Folha de S. Paulo
12/7/2006
Se existisse na época entidade com poder de veto como o nosso
Conpresp, certamente a torre Eiffel não teria sido construída
RECENTEMENTE PUBLIQUEI neste jornal artigo com o título "A torre do
Masp". Referia-me à proibição, pelo Conpresp, do projeto do Masp de
construir uma torre, com mirante situado a 120 metros acima do nível
da av. Paulista, permitindo uma visão ampla não só da cidade de São
Paulo mas também de toda a área metropolitana. Seria, além de uma
atração turística, solução capaz de viabilizar financeiramente o museu.
O prédio sobre o qual se construiria a torre encontra-se abandonado
há anos, deteriorado e enfeiando a av. Paulista. O projeto foi bem
recebido por arquitetos, entidades e personalidades que enxergam nele
atração que existe em muitas grandes cidades do mundo e confirmam o
interesse das pessoas em sua visitação.
O Masp conseguiu patrocínio privado que lhe permitiu adquirir o
prédio, garantir sua adaptação para uma escola de arte, abrangendo
vários campos de atividade em nível de pós-graduação, área na qual o
país é carente. Tudo sem apelar seja para incentivos da Lei Rouanet
ou para desconto no Imposto de Renda.
Não há exemplo de doação de tal vulto para área cultural por
entidades privadas. A única contrapartida pleiteada pelos doadores
seria a vinculação do nome da empresa ao empreendimento por período
de dez anos. Assinalava, no artigo, que a prevalecer o veto do
Conpresp, o Masp teria de devolver os recursos obtidos, perdendo a
única oportunidade de crescimento e ampliação.
A apelação apresentada ao próprio Conpresp não foi aceita, obrigando
o Masp a entrar na Justiça para fazer prevalecer o que consideramos
nosso direito.
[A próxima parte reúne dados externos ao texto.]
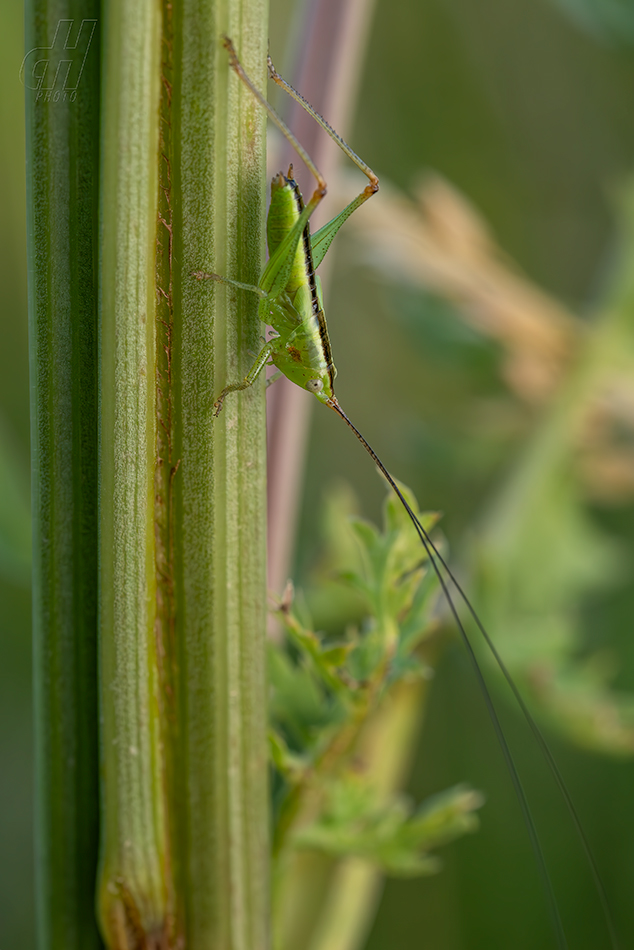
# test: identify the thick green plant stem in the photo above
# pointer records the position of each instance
(62, 109)
(133, 887)
(183, 596)
(218, 201)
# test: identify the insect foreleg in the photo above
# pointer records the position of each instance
(260, 362)
(297, 96)
(274, 378)
(237, 67)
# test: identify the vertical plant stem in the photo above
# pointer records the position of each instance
(183, 602)
(133, 885)
(219, 200)
(62, 107)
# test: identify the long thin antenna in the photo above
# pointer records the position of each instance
(433, 553)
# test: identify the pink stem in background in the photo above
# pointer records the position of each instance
(335, 36)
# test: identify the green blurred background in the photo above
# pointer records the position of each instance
(526, 107)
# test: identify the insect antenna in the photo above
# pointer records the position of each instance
(437, 561)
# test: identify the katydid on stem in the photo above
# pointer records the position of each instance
(290, 301)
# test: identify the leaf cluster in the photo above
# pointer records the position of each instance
(328, 692)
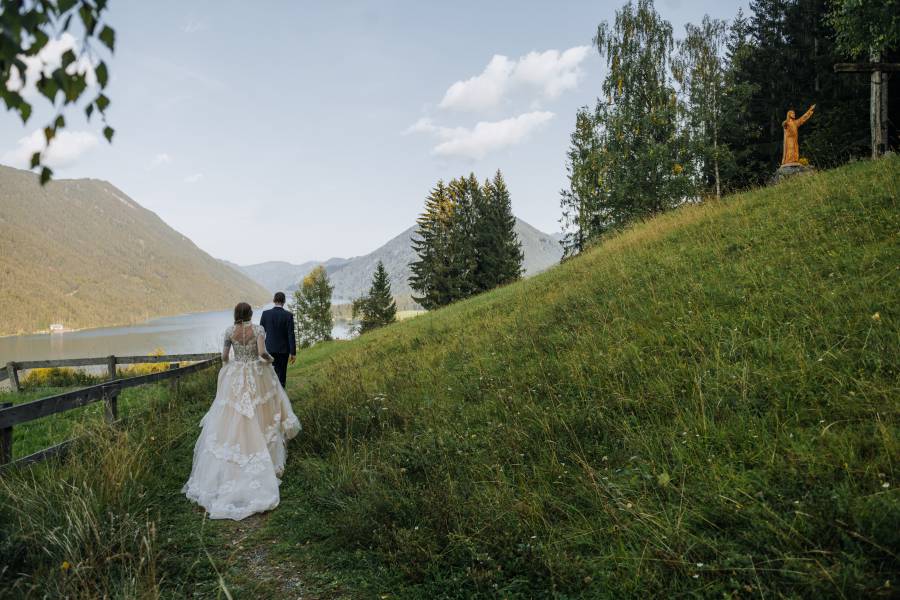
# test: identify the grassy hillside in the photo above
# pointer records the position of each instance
(705, 405)
(82, 253)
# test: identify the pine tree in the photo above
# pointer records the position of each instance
(785, 61)
(431, 277)
(377, 308)
(580, 203)
(499, 252)
(312, 308)
(700, 69)
(643, 158)
(467, 199)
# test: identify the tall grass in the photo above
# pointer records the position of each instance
(110, 522)
(706, 404)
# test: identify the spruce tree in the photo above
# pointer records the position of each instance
(700, 70)
(643, 159)
(377, 308)
(467, 199)
(581, 206)
(312, 308)
(431, 278)
(500, 251)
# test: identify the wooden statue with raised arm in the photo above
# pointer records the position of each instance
(791, 154)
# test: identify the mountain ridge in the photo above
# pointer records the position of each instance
(351, 276)
(83, 253)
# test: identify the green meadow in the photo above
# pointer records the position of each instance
(703, 405)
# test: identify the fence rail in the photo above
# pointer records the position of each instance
(12, 415)
(12, 368)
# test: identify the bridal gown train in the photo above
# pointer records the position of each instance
(240, 453)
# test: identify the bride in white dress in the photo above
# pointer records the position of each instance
(239, 456)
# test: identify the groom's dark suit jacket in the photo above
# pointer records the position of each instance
(279, 326)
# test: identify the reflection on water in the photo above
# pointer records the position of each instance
(198, 332)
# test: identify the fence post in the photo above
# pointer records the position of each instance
(111, 403)
(13, 372)
(5, 440)
(173, 383)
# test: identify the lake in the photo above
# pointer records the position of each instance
(197, 332)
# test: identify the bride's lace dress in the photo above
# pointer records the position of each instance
(240, 453)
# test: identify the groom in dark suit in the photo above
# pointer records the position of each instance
(280, 340)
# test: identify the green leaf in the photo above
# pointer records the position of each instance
(48, 87)
(108, 37)
(40, 40)
(87, 18)
(102, 102)
(102, 74)
(67, 58)
(24, 111)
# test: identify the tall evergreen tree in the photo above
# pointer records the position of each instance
(580, 203)
(312, 308)
(700, 70)
(499, 249)
(377, 308)
(431, 277)
(787, 63)
(643, 158)
(467, 200)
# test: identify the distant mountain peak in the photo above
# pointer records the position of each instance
(351, 277)
(125, 262)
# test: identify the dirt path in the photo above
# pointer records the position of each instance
(254, 559)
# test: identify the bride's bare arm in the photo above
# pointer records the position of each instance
(226, 348)
(261, 348)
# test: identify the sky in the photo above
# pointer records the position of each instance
(304, 130)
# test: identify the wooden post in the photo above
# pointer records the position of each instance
(173, 383)
(878, 110)
(5, 440)
(12, 370)
(111, 403)
(878, 97)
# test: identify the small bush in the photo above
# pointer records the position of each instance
(58, 377)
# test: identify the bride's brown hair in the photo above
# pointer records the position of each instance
(242, 312)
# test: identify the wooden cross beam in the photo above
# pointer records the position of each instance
(878, 114)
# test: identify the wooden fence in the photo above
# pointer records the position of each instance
(108, 391)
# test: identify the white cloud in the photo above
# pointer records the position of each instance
(482, 91)
(548, 73)
(159, 160)
(485, 137)
(66, 148)
(193, 26)
(46, 61)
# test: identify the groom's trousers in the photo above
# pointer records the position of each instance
(279, 363)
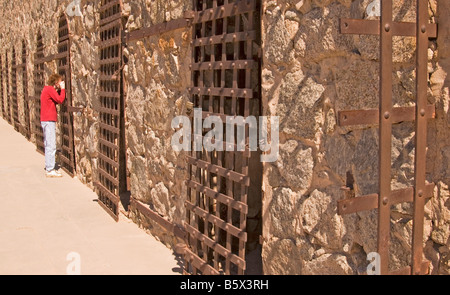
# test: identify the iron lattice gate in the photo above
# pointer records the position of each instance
(14, 100)
(67, 155)
(386, 116)
(26, 106)
(39, 82)
(111, 172)
(225, 63)
(8, 94)
(1, 89)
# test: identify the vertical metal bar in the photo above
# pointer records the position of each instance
(421, 133)
(385, 134)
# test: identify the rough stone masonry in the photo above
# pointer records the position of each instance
(309, 72)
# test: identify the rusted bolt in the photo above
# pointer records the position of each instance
(423, 28)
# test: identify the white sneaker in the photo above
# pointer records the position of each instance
(53, 174)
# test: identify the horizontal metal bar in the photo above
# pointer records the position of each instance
(110, 162)
(146, 211)
(215, 246)
(372, 27)
(109, 94)
(112, 60)
(225, 38)
(108, 111)
(371, 116)
(157, 29)
(241, 64)
(369, 202)
(110, 42)
(226, 146)
(220, 91)
(224, 199)
(219, 170)
(238, 233)
(110, 145)
(110, 19)
(73, 109)
(109, 5)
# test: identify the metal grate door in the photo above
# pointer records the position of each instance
(225, 63)
(111, 164)
(8, 94)
(26, 106)
(1, 89)
(39, 82)
(67, 155)
(386, 116)
(14, 100)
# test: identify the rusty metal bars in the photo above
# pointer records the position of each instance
(2, 105)
(14, 99)
(26, 106)
(110, 107)
(8, 94)
(67, 155)
(39, 83)
(420, 136)
(386, 28)
(223, 66)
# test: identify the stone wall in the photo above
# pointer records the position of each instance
(310, 72)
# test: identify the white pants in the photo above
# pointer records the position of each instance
(49, 130)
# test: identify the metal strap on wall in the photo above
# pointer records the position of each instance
(1, 89)
(388, 115)
(67, 155)
(26, 106)
(14, 99)
(223, 65)
(110, 108)
(39, 82)
(8, 93)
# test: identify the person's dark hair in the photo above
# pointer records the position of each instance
(53, 79)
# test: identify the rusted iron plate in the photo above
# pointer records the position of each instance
(369, 202)
(372, 27)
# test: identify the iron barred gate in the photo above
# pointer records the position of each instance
(67, 155)
(39, 82)
(386, 116)
(1, 89)
(111, 163)
(26, 106)
(225, 63)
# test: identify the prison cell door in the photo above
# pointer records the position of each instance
(225, 71)
(67, 155)
(111, 180)
(39, 82)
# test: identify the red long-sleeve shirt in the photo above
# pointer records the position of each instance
(49, 99)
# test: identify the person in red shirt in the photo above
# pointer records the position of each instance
(52, 94)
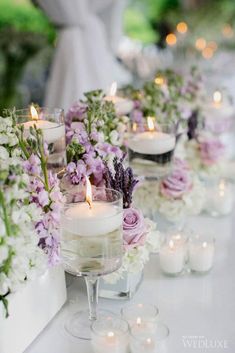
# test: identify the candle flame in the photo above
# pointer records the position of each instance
(134, 127)
(159, 80)
(148, 341)
(182, 27)
(113, 89)
(88, 192)
(171, 244)
(33, 112)
(150, 122)
(217, 97)
(171, 39)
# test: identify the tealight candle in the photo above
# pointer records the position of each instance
(151, 342)
(138, 314)
(220, 199)
(109, 334)
(122, 106)
(201, 253)
(218, 108)
(172, 257)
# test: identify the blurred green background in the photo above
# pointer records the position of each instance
(27, 39)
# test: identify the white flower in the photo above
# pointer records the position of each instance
(3, 253)
(114, 137)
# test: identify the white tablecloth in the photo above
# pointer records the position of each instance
(190, 305)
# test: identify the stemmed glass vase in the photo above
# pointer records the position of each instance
(91, 244)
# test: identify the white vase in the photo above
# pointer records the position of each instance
(124, 288)
(31, 309)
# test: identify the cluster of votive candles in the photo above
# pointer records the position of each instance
(137, 331)
(178, 252)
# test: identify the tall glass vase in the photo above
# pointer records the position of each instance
(91, 245)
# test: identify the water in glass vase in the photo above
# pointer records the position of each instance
(96, 255)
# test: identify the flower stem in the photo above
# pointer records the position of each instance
(5, 216)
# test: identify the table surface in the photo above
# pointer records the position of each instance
(197, 309)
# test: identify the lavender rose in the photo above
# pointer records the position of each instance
(134, 228)
(178, 183)
(211, 151)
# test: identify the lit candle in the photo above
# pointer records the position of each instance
(151, 142)
(92, 218)
(172, 258)
(201, 254)
(138, 314)
(52, 131)
(122, 106)
(218, 109)
(110, 335)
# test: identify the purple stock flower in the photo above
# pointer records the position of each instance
(32, 165)
(178, 183)
(76, 172)
(134, 228)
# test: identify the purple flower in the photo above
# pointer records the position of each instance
(32, 165)
(76, 172)
(178, 183)
(134, 228)
(211, 150)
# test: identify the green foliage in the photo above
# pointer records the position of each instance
(24, 17)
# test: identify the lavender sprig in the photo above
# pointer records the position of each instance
(121, 180)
Na petição, feita pelo escritório do jurista Ives
Gandra Martins, há a citação de trecho do manifesto publicado em 1887
no jornal "Le Temps", de Paris, sob o título "Protestation contre la
tour de M. Eiffel", que vou me permitir transcrever a seguir em
tradução livre.
"Nós, escritores, pintores, escultores, arquitetos amadores
apaixonados pela beleza até aqui intacta de Paris, vimos protestar
com todas as nossas forças, com toda a nossa indignação, em nome do
bom gosto francês, ao qual não se está fazendo justiça, em nome da
arte e da história francesa ameaçadas, contra a ereção, em pleno
coração de nossa capital, da inútil e monstruosa torre Eiffel, que a
língua ferina do povo, freqüentemente impregnada de bom senso e de
espírito de justiça, já batizou de torre de Babel. A cidade de Paris
vai associar-se, por período tão longo, às bizarras e mercantilistas
idéias de um construtor de máquinas, para se enfeiar irreparavelmente
e se desonrar?
"É suficiente, ademais, para que se renda conta do que antevemos,
imaginar um instante uma torre vertiginosamente ridícula, dominando
Paris, como uma negra e gigantesca chaminé de usina, humilhando com
seu vulto bárbaro todos os nossos monumentos, amesquinhando toda
nossa arquitetura, fazendo-os desaparecer. "Desse sonho absurdo, e
durante 20 anos [quando se previa desmontar a torre], veremos se
alongar sobre a cidade inteira, na qual freme o gênio de tantos
séculos , como uma mancha de tinta, odiosa coluna de ferros
aparafusados."
Completa Ives Gandra: ao contrário das apreciações e vaticínios então
lançados, a torre Eiffel não conspurcou a arquitetura de Paris.
Antes, tornou-se símbolo dessa maravilhosa cidade, recebendo por ano
milhões de visitantes e sendo responsável por grande parte da receita
municipal. Consta que Guy de Maupassant, grande opositor da torre
Eiffel, defendia a sua demolição. Questionado sobre o hábito de
freqüentemente almoçar no restaurante da torre respondia que era o
único lugar em Paris em que podia olhar todo o horizonte sem o perigo
de ver a torre Eiffel.
Existisse à época entidade com poder de veto como o nosso Conpresp,
certamente a torre Eiffel não seria construída. Reitero o que disse
no outro artigo. Espero, sinceramente, que a Justiça nos permita
oferecer à cidade um novo atrativo turístico e possibilite ao Masp
sua única oportunidade de ampliação e de importante contribuição para
sua independência financeira.
ADIB D. JATENE, 77 anos, é professor emérito da Faculdade de Medicina
da USP e presidente do Conselho Deliberativo do Masp.